Santa Rosa, CA -- (ReleaseWire) -- 08/06/2019 --Though it just concluded its second season on July 21, 2019, HBO's hit show "Big Little Lies" has already drawn critical acclaim as a crime drama that follows the lives of five women in Monterey, CA. One story arc features a character who loses custody of her twin sons to the mother of her recently deceased husband. The scenario may make for engaging television, but it can lead to some confusion over parental rights in California.
In truth, it can be very difficult for a grandparent or any non-parent to get custody of minors absent extreme circumstances. It would be rare that anyone other than a parent could obtain custody over a child. There are even challenges for parents who are going through divorce or paternity cases, since courts place a priority on the child's best interests.

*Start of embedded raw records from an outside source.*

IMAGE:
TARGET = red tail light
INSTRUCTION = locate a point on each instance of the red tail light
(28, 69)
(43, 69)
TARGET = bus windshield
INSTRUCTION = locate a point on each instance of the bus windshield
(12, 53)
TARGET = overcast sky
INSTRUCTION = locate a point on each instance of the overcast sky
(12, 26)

Charles D. Stark, a Sonoma County attorney child custody, visitation, and co-parenting, explained that state law dictates the child's best interests standard. "A judge will look at the health, safety, and welfare of the child when making decisions on care and parenting time. For instance, if there's any evidence of violence, alcohol or substance abuse, or other criminal activity, the living arrangement isn't in the child's best interests."
Other factors when looking at the child's best interests include:
The ability of parents to get along in co-parenting;
The child's preferences, if he or she is of an appropriate maturity level to make responsible choices;
How well each parent can encourage a positive relationship with the child and other parent;
Willingness to coordinate child care schedules; and,
Many other factors.
Mr. Smith noted that the gender or traditional gender roles of parents are not a consideration. "While the mother may have had an advantage in the past, courts will not take these issues into account. The big picture matters in looking at the child's best interests."
In the context of grandparents' rights, Mr. Smith pointed out that visitation is a very different analysis. Custody is concerned with important decision making regarding this child, such as education, health care, extracurricular activities, and other significant issues. Visitation involves limited interaction, which means grandparents' rights may be recognized by courts. Grandparents may be able to enjoy more time with minor children, especially when there is an established relationship. This complies with the child's best interests standards, which are served through maintaining the status quo with their extended family.